Morning Report #2

Morning report is a daily conference for medical residents. It is done differently at different institutions, but normally a case is presented, often by the post-call team, and discussed by the senior residents and an attending physician. Today's case will be the first in an occasional series. It is best read above the fold first, and then going below the fold after digesting the first part adequately. --PalMD

A fifty year-old woman presented to her primary care physician with hemoptysis (bloody cough). She has a history of emphysema and tuberculosis, which was treated about 25 years ago. She has smoked about one pack of cigarettes per day for the last 41 years. She has a productive cough a few months out of every year, but this is the first time that she has had bright red blood in her sputum. She denies any weight loss, and she has stable, mild shortness of breath. She denies chest pain.

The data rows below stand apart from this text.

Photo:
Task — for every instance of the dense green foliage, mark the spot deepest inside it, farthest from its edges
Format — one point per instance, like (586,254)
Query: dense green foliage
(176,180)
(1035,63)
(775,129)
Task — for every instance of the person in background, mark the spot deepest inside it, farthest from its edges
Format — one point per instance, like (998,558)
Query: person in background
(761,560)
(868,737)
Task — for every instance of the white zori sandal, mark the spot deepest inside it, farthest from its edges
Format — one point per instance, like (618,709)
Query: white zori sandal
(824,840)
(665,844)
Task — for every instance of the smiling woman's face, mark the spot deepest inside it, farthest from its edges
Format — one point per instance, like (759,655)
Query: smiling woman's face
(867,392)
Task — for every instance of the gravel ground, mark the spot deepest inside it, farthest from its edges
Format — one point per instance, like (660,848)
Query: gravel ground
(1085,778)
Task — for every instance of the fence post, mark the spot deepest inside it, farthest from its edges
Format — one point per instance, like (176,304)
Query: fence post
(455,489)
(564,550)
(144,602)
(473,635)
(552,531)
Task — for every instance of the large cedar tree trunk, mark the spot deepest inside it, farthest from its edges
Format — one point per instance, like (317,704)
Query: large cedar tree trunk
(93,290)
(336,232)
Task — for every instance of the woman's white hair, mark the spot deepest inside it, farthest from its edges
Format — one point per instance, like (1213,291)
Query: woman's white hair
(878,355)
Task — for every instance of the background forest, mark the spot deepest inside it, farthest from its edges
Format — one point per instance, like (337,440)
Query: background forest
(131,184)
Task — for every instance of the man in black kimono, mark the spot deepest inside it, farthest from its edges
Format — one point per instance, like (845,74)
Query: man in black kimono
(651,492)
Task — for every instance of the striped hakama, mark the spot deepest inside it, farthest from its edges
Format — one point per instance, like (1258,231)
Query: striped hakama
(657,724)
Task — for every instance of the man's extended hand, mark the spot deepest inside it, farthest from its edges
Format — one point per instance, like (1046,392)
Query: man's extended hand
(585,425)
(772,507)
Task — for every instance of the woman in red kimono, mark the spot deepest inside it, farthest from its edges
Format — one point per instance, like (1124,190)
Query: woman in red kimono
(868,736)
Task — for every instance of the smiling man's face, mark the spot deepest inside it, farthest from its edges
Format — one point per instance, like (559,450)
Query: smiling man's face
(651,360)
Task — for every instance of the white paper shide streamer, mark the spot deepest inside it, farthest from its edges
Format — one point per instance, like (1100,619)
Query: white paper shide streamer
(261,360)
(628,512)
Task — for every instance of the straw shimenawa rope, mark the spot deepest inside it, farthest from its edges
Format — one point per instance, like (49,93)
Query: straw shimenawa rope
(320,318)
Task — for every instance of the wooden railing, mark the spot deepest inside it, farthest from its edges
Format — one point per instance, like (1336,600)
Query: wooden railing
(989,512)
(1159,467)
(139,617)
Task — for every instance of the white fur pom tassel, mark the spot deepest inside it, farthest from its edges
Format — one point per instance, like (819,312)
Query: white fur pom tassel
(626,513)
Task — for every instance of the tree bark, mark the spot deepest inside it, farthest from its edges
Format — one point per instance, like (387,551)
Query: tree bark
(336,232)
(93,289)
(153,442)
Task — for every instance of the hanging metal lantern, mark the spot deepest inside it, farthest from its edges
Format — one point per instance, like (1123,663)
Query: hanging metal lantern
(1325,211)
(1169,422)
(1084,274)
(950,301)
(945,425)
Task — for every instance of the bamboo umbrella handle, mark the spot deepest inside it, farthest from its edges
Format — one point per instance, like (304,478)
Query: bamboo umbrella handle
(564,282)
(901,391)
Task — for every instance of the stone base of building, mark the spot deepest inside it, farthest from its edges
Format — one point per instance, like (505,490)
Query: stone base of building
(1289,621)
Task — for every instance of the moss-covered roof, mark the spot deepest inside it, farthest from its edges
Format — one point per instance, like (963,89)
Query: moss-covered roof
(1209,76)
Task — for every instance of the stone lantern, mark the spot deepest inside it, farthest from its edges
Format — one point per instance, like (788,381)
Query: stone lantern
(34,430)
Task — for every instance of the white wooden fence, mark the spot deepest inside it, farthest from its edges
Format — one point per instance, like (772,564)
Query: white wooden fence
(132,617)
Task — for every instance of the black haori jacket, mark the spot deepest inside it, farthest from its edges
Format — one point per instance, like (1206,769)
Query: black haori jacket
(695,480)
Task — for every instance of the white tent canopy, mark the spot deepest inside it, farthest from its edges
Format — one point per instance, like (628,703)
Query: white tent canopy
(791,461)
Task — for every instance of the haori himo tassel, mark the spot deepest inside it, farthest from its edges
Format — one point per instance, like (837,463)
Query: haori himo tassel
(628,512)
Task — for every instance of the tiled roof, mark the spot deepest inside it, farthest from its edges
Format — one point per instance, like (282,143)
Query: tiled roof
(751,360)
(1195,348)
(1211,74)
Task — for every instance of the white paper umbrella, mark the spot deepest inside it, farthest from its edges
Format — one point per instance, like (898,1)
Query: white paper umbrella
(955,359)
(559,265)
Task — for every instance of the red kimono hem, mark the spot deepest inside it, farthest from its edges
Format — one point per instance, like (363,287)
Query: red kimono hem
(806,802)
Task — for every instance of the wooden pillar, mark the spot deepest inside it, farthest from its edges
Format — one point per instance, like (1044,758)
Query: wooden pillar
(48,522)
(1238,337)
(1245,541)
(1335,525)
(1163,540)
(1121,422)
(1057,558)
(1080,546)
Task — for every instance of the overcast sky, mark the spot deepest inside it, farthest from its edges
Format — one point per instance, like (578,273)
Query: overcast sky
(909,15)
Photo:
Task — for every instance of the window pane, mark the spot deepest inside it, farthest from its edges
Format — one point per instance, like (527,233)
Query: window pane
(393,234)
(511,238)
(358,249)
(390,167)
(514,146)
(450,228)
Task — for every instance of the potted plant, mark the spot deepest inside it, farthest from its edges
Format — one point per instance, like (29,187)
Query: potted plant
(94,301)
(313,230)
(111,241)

["deny" is medical-speak for having been asked and responded in the negative]

Her physician found her to be relatively hypoxic (low on oxygen) with an oxygen saturation of 89% on room air (normal being in the mid to high nineties). Her lung exam was significant for very quiet breath sounds in all auscultated lung fields. Because of her low oxygen level, he admitted her to the hospital for further work-up.

On evaluation in the hospital, she was indeed hypoxic. A chest X-ray was abnormal, showing a significant amount of scaring with a severe emphysema. Her lab tests were relatively unremarkable, with a hemoglobin of 18.2 g/dL (high) and a sodium of 126 mmol/L (low).

Because of her abnormal chest X-ray, and CT scan was done.

This is a sample image from a CT scan of her chest.

To explain a bit, this picture is a "lung window", meaning it highlights the parenchymal tissue of the lung. It is also contrast-infused, meaning blood vessels are highlighted. The money shot is the big white ball in upper portion, just right of center.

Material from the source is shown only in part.